Признаюсь, при этих словах мороз прошел у меня по коже. Я представил себе чудовищные кровожадные ритуалы, сходные с описываемыми г-ном Фенимором Купером в романах о краснокожих.
— Мрачные предостережения английского коменданта меня не напугали, — продолжал между тем Холмс, раскурив потухшую было трубку (я заметил, что он сам так увлекся рассказом, что прекратил даже затягиваться). — И через несколько дней я отправился в глубь Тибета с чайным караваном. Кстати, Ватсон, пригодится для ваших заметок — чай в Тибете пьют, добавляя туда масло и немного соли, так что получается нечто вроде бульона. Как я тосковал там по настоящему английскому чаю, заваренному руками миссис Хадсон!

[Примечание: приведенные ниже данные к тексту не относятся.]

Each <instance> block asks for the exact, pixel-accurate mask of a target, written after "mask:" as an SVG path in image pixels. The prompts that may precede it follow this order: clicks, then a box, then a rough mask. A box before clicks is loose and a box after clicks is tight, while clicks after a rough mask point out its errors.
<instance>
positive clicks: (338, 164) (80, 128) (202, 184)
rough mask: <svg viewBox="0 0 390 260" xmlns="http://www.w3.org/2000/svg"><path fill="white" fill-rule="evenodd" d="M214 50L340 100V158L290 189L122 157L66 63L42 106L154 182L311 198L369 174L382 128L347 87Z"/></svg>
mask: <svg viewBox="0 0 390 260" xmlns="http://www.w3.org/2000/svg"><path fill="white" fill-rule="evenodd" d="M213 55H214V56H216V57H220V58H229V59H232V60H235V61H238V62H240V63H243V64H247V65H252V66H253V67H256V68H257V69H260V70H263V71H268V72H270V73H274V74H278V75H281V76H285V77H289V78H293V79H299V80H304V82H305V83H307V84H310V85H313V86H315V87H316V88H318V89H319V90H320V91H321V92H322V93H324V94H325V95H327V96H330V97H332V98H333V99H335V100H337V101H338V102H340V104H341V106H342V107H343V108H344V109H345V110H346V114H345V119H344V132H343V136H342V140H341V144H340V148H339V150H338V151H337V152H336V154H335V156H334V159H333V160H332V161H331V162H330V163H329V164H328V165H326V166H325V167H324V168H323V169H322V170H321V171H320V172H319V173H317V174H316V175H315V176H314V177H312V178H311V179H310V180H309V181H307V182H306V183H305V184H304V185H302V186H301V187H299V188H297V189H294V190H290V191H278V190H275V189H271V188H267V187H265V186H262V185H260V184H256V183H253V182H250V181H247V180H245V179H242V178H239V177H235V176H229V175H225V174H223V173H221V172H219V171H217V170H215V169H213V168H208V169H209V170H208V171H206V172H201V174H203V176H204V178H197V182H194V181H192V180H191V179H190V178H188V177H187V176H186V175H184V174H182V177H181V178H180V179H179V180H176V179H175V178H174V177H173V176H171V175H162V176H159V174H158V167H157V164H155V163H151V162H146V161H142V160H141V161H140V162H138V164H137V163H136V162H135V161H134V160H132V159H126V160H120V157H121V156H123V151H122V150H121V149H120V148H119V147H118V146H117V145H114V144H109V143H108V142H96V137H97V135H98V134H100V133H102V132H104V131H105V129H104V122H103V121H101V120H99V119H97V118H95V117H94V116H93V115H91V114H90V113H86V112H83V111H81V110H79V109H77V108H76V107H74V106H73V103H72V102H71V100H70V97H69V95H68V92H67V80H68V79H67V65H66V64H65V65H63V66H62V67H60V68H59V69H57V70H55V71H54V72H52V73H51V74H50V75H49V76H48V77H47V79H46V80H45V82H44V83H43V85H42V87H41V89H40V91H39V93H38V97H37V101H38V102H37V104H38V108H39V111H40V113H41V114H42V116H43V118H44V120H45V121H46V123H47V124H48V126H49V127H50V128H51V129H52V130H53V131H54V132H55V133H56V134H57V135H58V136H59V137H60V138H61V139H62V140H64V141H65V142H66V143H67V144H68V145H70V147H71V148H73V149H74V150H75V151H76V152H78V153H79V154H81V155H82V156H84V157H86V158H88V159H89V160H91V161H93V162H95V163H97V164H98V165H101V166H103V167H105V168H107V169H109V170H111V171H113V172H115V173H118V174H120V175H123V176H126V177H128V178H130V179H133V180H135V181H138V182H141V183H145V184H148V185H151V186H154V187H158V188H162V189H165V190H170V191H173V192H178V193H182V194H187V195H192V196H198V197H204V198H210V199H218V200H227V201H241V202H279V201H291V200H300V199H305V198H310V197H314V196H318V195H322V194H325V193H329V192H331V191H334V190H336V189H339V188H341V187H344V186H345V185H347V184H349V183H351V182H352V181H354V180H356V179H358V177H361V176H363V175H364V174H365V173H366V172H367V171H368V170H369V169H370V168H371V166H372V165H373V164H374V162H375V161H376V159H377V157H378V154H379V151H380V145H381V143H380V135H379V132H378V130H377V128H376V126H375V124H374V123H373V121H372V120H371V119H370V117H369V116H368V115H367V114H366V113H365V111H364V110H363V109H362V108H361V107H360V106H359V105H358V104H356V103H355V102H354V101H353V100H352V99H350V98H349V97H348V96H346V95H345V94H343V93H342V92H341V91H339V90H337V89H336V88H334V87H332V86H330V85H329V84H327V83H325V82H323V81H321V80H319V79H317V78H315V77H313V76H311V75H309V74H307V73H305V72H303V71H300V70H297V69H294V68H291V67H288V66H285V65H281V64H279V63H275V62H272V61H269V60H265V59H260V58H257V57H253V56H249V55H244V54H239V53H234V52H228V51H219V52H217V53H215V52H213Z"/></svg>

Я уже приготовился было открыть рот, чтобы спросить — а вспоминал ли мой друг обо мне, — но Холмс не дал вставить даже слова.
— Разумеется, Ватсон, вас я там вспоминал особенно часто, — сказал он. — Думал, например, что вы могли бы прекрасно живописать дорогу, которая вела меня в Тибет: темно-синее небо, как обычно, на большой высоте; редкая растительность, а вокруг, куда ни кинешь взгляд, — горы, да такие, рядом с которыми Швейцарские Альпы показались бы унылыми уэльскими холмами. К сожалению, других тем для размышления я не имел, поскольку со вступлением на территорию Тибета лишился своего главного оружия.
— В Тибет запрещено провозить револьверы? — попробовал догадаться я.
— Нет, Ватсон! Мой знаменитый дедуктивный метод в Тибете оказался совершенно бесполезен! Я безошибочно отличу певучий говорок кокни от шотландского выговора — но в Тибете я с трудом понимал, о чем говорят мои попутчики, где уж там разобраться в акцентах. Мне были неизвестны тысячи мелочей — как работает тибетский кузнец, когда приходят караваны, какая в разных районах Тибета почва… Чтобы все это узнать, я должен был прожить там не меньше, чем в Лондоне — однако на это не было времени. Через два дня довольно утомительного пути мы добрались до городка Недонг — именно сюда, по заверениям английского чиновника, собирался Робю. Забравшись так далеко в глубь Тибета, я обратил внимание, что иностранцы здесь составляли исключительную редкость, и я повсюду привлекал внимание своей европейской одеждой, высоким ростом и бледной кожей. Прямо на базаре я купил «чубе» — тибетский халат на меху, довольно удобный в здешнем климате. Это дало мне возможность хотя бы издалека не выделяться из толпы местных жителей. А под палящим тибетским солнцем щеки мои довольно быстро покрылись коричневым загаром. Однако я не обманывался — тибетцев европейцу таким образом не обмануть.